= AKSHI public procurement scandal =

Public procurement scandal in Albania

AKSHI public procurement scandal refers to a major corruption investigation in Albania, made public in late 2025 and led by the Special Structure against Corruption and Organized Crime (SPAK), on the manipulation of public procurement procedures within the National Agency for Information Society (Agjencia Kombëtare e Shoqërisë së Informacionit, AKSHI). It has been described as one of the largest corruption investigations in Albania in the last decades.

The procurement offers under investigation are mainly related to maintenance of servers for key governmental institutons, and are of high value, with estimates around 750 million to 1.5 billion euros. SPAK alleges that the public procurement procedures were systematically manipulated to favor a network of companies under the ownership of Ergys Agasi and Ermal Beqiri, resulting in significant financial damage to the state budget.

AKSHI is a governmental agency that manages a large part of the digital governance system in Albania, including the e-Albania platform and hosts sensitive informations of Albanian citizens.

== The case ==
On December 16, 2025, after one year of background work, SPAK made public a high-profile investigation, announced charges and issued security measures against eight officials and businessmen involved in AKSHI public procurement manipulation scheme. Prosecutors allege that a sophisticated criminal network rigged at least twelve public procurement procedures. The investigators questioned around 25 AKSHI officials, including members of the public procurement complaints commission. A decisive testimony that helped SPAK build the case was that of Daniel Shima, a former AKSHI deputy director, who said that the corruptive actions were carried out under direct orders from Mirlinda Karçanaj.

AKSHI Director Mirlinda Karçanaj and her deputy Hava Delibashi were placed under house arrest, while the deputy director for Criminal Investigations in the Tirana Police, Erjon Ismaili, was suspended from duty. Several other officials were hit with travel bans or mandatory reporting requirements.

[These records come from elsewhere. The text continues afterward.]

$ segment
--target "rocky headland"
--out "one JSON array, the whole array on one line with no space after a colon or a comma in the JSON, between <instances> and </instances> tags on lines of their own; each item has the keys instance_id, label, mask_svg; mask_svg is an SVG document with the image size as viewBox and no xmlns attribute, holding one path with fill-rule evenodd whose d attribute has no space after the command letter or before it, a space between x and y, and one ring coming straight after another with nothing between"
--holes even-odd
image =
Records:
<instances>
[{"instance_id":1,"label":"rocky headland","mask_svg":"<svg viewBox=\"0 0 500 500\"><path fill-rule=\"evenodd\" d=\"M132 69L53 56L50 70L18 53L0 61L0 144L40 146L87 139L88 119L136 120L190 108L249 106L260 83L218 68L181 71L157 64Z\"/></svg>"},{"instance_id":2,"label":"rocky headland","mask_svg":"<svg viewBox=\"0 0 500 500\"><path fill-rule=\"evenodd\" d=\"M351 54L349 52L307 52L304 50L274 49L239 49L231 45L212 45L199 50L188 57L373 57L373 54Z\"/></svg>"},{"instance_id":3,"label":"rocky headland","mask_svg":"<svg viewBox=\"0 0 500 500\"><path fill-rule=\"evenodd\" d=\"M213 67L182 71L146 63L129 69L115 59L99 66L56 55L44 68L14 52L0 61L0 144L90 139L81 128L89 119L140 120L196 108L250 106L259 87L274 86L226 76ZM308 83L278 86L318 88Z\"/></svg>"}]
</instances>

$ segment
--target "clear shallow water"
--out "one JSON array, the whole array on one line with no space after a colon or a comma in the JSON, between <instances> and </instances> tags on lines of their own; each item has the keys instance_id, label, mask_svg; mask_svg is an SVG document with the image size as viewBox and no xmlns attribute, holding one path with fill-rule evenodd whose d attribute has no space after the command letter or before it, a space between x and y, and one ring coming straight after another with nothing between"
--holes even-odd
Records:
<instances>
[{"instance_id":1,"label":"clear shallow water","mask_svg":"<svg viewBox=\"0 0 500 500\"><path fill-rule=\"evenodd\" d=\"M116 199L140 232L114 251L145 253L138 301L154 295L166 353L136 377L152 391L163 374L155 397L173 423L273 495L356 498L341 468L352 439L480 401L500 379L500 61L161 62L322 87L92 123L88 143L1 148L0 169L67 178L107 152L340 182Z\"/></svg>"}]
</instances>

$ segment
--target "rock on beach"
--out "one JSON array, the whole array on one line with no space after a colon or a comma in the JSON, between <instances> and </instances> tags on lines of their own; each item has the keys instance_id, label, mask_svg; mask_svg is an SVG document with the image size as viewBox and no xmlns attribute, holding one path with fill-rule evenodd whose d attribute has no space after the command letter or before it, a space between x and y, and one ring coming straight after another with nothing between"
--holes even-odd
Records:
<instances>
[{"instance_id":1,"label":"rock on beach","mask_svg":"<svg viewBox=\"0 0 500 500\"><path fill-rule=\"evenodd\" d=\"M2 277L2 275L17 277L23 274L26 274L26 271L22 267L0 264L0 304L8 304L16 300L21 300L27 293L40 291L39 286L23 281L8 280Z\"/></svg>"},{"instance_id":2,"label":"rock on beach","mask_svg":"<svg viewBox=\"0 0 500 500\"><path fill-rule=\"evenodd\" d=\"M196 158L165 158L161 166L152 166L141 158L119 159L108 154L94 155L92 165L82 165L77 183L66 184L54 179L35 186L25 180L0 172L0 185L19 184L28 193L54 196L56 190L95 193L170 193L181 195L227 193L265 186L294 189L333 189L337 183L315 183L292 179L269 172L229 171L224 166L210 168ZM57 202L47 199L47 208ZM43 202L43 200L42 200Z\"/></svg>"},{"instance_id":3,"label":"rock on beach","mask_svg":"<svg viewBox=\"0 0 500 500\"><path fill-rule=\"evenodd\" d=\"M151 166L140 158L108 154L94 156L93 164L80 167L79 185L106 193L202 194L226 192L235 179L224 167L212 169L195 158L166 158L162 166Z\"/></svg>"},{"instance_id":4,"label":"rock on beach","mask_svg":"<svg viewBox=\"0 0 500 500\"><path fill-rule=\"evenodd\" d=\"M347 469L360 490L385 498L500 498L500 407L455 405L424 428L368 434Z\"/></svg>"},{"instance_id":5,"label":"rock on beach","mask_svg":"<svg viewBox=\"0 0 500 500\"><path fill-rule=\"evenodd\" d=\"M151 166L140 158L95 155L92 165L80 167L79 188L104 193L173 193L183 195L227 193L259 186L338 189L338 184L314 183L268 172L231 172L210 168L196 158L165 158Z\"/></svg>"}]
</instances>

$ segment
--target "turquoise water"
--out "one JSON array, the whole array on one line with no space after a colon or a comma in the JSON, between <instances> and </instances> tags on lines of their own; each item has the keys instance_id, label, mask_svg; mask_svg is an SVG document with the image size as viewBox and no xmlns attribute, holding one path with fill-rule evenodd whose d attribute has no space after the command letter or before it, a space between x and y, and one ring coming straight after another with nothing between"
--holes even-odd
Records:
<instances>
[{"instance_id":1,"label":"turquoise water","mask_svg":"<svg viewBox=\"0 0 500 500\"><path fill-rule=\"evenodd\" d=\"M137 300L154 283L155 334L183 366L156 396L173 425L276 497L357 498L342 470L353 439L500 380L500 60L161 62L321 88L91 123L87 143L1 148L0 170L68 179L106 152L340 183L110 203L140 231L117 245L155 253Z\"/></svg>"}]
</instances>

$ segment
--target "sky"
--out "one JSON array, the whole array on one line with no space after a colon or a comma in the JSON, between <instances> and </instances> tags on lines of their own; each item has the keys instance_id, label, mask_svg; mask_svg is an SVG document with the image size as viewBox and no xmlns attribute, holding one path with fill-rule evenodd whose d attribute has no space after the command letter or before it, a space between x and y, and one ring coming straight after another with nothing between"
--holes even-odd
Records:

Central to the investigation are businessmen Ermal Beqiri and Ergys Agasi. SPAK issued arrest warrants for both Agasi and Beqiri, with charges including money laundering, illegal competition, unlawful deprivation of liberty (kidnapping of competitor Gerond Meçe), violation of procurement offer equality, and participation in a structured criminal group. Agasi and Beqiri were not found during the execution of the warrants and were declared wanted. Ergys Agasi's name was previously mentioned by fugitive former Deputy Prime Minister Arben Ahmetaj, during an interview for Italian investigative TV program Report, as “the coordinator between the prime minister and criminal groups”.

Authorities also charged three other businessmen, Andis Papa, Gëzim Hoxha, and Rogers Rryta, who were banned from leaving Albania and suspended from duty. All three are accused of participating in the manipulation scheme in one way or another, by issuing fake invoices of conducting transactions with companies who were not genuine participants in the procurement competition.

Prosecutors state that intercepted communications, digital recordings, and financial trails provide compelling evidence that lucrative contracts were deliberately steered toward predetermined companies linked to Beqiri and his collaborators.

=== Kidnapping of Gerond Meçe ===
A key element of the investigation involved an episode in which Agasi and Beqiri, in collaboration with police officers, are suspected to have took their competitor Gerond Meçe hostage for several hours forcing him to withdraw, after he had filed complaints about the procurement procedures.

== Continued contract payments despite investigation ==
An investigative report on February 2026, found that even after the SPAK investigation was publicly announced on 16 December 2025, payments from the governmental budget to companies involved in the investigation still continued. Data from platforms on public spending transparency, show that companies connected to the suspects kept receiving payments. This has raised questions, about the persistence of networks, and why payments and contracts were not suspended or reviewed, given the corruption charges and the ongoing investigation.

== Asset seizures ==
In April 2026, SPAK seized around 52 properties and several bank accounts with a total value of around 40 million euros. The seized assets were in the names of 5 persons under investigation. The seized assets include apartments in Tirana and on the sea coast, bank accounts, agricultural land, automobiles, garages, and a luxury yacht named "Skyfall" registered under the name of Ermal Beqiri.

Despite Prime Minister Edi Rama's previous claim that she was living in a rented home, former AKSHI director Mirlinda Karçanaj had multiple assets seized by the prosecutors, including three apartments, 1500 m^{2} parcel of land in Sauk, bank accounts and a Volkswagen Tiguan.

=== Money laundering and asset concealment ===
SPAK indicated that proceeds from the scheme were laundered through complex financial and real estate transactions involving intermediaries and nominal owners. Some transactions involved employees of the involved IT companies acting as nominal buyers or sellers, in order to conceal the real ownership of the assets. In some cases, properties were reportedly transferred multiple times at below-market values, when the real value of these assets significantly exceeded the declared transaction prices, before being registered under the names of the relatives or associates of the suspects.